А с темнотой снова тронулись дальше. И заполночь ветер набрал такую степную злость, что старший обоза, немолодой военфельдшер с зелеными петлицами с медицинскими эмблемами на них, свернул колонну к серой длинной постройке в стороне от дороги.
Это оказалась брошенная овчарня: серые саманные стены, провалившаяся посередине крыша, запах старой овечьей шерсти. Половину строения разворотило давней бомбой, зато уцелевшая сторона вполне себе защищала от ветра.
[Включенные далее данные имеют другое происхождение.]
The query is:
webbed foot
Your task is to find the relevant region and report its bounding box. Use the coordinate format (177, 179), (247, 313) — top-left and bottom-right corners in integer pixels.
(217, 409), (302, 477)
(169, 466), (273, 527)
Командовал ночёвкой коренастый и хозяйственный сержант из охранного отделения, видно, что из здешних степняков.
– Костров открытых не жечь, – объявил он первым делом. – Огонь в степи за десять вёрст виден. Очаг сложим по уму.
Для этого выбрали дальний угол и приспособили обломки самана: ямка, над ней стенки из необожженных кирпичей, а дымоход сержант вывел старым печным коленом и куском кровельного железа вбок, в пролом – чтоб дым не столбом в небо вставал, а стелился по стеночке, путался в бурьяне и таял. И горячей, яркой искре наружу ходу нет.
У очага обогревались по очереди, кипятили воду. Вместо заварки кидали иван‑чай. В нехитром напитке размачивали остатки закаменевших сухарей.
Санинструктором при обозе состояла Клавдия Семёновна – тётка лет сорока пяти, громогласная, с руками, каким позавидовал бы иной молотобоец, и с характером под стать. Раненых она гоняла в хвост и в гриву, но как своих родных, ворчала на всех подряд и спуску не давала никому, невзирая на чины и заслуги.
Однако не всех она смогла приструнить да напугать. Краснов, отогревшись у очага, возьми да и приобними её за плечи:
– Клавдия Семёновна, душечка! А не найдётся ли для героя доброго словечка или…?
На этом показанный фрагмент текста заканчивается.